There is more than enough commentary and opinion as to what’s going on right now, and what needs to happen in both short and long term. Today’s report takes a further look at what the potential consequences are for the global, political, and financial system as a result of the Coronavirus outbreak. These consequences can be broadly placed into two categories: further interventionism and accelerated deglobalisation.
Markets and electorates have become increasingly accustomed to what were previously sacred limits of government power being set aside in moments of crisis (aka the Boiling Frog analogy used many times in this column). Terrorism and the new tech economy helped make Orwellian ideas a reality. The financial crisis ensure that hardly free markets were only accepted as working if they went up. And if they went down, for any reason, central banks were there to print money, lower rates or buy assets. The Coronavirus crisis has now added a third pillar to this once unfathomable triumvirate: Fiscal interventionism.
In the past two weeks, the price action in the markets has been beyond the chaos of 2008. Central banks, now so relied upon and so quick to respond came up monopoly-type numbers of stimulus, programmes and interventions. The net result was something that hasn’t happened in the past decade. Markets didn’t buy it. No matter what the number, no matter how many bonds, equities or trillions promised – it no longer mattered. Neither the Fed nor any central bank can pay wages, ensure contracts are settled, or make people and business spend money, or even go outside.

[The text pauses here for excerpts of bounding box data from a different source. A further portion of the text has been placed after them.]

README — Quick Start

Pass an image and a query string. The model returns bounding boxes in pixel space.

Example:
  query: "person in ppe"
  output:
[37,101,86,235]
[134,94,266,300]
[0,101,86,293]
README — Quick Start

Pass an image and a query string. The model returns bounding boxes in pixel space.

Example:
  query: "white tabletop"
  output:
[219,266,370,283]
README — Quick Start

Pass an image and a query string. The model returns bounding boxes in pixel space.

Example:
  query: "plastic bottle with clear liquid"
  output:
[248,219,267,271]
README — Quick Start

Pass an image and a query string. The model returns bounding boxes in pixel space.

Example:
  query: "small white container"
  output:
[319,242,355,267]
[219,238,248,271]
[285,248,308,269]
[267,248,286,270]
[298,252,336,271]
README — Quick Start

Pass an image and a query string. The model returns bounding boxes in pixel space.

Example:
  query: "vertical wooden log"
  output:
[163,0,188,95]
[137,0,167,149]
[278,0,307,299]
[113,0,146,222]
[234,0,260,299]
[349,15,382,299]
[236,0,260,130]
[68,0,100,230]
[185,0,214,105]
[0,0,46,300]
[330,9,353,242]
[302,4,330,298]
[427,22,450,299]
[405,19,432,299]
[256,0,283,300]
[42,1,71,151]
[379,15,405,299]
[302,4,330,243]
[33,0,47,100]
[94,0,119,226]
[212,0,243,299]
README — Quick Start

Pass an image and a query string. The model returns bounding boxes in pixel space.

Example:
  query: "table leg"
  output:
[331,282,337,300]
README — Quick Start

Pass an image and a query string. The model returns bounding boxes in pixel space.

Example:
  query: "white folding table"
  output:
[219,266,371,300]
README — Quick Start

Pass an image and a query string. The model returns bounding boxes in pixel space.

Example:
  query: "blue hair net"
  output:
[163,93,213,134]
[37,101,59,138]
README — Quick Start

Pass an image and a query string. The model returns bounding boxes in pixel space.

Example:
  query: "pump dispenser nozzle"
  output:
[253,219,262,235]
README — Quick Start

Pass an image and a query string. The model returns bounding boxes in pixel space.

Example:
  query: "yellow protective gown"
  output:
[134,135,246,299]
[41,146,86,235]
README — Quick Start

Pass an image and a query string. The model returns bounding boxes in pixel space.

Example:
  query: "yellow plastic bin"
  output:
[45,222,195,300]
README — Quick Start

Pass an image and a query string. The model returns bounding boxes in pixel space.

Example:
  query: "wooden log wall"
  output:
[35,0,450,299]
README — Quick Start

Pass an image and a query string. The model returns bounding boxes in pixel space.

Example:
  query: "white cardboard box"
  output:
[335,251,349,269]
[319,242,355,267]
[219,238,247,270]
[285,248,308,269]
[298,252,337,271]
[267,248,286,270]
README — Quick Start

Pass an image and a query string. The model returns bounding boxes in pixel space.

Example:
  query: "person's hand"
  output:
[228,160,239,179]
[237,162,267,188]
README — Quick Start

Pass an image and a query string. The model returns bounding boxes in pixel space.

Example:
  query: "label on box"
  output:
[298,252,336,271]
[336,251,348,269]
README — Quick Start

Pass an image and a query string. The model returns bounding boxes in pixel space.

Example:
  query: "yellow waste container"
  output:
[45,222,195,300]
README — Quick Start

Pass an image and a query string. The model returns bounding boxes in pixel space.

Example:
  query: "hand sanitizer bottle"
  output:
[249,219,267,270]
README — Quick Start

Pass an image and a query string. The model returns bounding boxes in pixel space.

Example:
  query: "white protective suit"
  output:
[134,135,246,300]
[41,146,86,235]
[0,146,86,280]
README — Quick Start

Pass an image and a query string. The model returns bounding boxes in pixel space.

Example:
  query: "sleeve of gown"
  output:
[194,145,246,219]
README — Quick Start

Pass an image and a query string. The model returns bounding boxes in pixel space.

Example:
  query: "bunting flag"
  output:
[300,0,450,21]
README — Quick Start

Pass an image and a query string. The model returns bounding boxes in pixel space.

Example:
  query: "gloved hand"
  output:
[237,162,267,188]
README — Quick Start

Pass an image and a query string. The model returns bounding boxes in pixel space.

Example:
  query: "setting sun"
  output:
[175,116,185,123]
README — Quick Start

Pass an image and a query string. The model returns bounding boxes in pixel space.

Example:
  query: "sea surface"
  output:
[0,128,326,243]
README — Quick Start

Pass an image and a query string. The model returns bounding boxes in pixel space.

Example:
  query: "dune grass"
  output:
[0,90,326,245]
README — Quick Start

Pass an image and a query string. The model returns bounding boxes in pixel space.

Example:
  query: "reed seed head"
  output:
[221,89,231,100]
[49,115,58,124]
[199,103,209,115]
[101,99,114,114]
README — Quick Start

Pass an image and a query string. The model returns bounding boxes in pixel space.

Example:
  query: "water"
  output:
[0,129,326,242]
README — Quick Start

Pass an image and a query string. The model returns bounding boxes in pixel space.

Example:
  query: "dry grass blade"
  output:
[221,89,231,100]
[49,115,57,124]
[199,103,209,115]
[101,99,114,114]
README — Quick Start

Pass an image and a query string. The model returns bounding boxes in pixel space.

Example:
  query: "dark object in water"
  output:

Therefore, what was previously just a pipe dream for a previously fringe group of economists is looking like an emerging reality. Ideas like Universal Basic Income, Modern Monetary Theory and Negative Income Taxes will certainly be tested in the coming months. If there is no let-up in the lockdowns and shutdowns, then a depression is a certainty. And while all the bailouts for banks and car companies are still fresh in the collective memory, particularly in a US election year, letting anyone or anything fail is just not an option for politicians. The alternative would be a breaking of the perceived social contract between citizen and government: you make us pay taxes, but we insist you look after us in times of crisis. Deficits, government debt increases are things no-one will care about if this takes a real downturn.
And of course, once policies are made and implemented it is almost impossible to scale them back or give them legislative sunset clauses. Income tax was meant to be temporary for example, as was quantitively easing! Free money is a strangely (or perhaps not) addictive thing to offer, especially when there is “no inflation” apparently. So, expect politicians to use this crisis to do all sorts of fiscal creativity, which will no doubt increase government debt, which will no doubt have to be financed by central banks. And the electorate will expect it.
This crisis can also be seen as part of the narrative arc of deglobalisation. There is a feeling across many countries and continents that globalisation has gone too far, too quickly, with only a few really benefitting. The protests that started in Seattle before the turn of the century have become mainstream concerns. Identity, inequality, labour and product standard, nationalism, outsourcing, loss of manufacturing, communities are all real issues that decide elections.
Though this crisis is still ongoing there is a growing chorus of criticism about interdependence in terms of crisis. This interdependence, which had been envisaged to, and perhaps has, made war between nation states almost impossible and unthinkable has become a major problem for many. Take Germany’s refusal to allow face-masks to be exported. Or the closing of the Schengen Area. Or Italy’s turn to China for help while Austria was closing the border. Or the fact that so many ventilators or generic drugs are made outside the United States. In any crisis that is global can the citizens depend of one country depend on their government to be able to supply basic medical supplies. If this is not the case, then they will vote in a government that can.
This means that very soon supply chains are going to be re-oriented back to a national level. The nation-state is once again re-emerging as the most powerful global actor. The move to securing supplies of essential goods, of food and drugs will totally re-orientate the world away from China as the factory of the world. This has huge consequences for the financial and political system.
So what next for gold?
These twin forces of increased governmental power and decreasing globalisation will shake the current system to its core. Agreements on standards, reciprocity, alliances, trade and flows of goods and services will very quickly change. Governments will spend more, take more power, have more control of the economy. The system that has ensured peace will be even more under-treated as nation-states become increasingly focused on self-interest. In the meantime, the nation-states of central banks will continue to have to print more money to finance this increased intervention. Thus, the outlook for gold has never looked better. Of course, in more difficult times gold is an asset that has to be sold to raise cash. But looked what happened after similar price action occurred in 2008/9. Gold just went up. Once the volatility dies down, exactly the same can happen.
Important disclaimer: this document is not an official research report and the views expressed in it are those of the authors. The authors are not registered research analysts and there is no assurance the trends mentioned will continue or that the forecasts discussed will be realised. Gold as a commodity is not a specified investment for the purpose of giving advice under the Financial Services and Markets Act 2000, therefore, this does not give rise to rights to claim compensation under the Financial Services Compensation Scheme.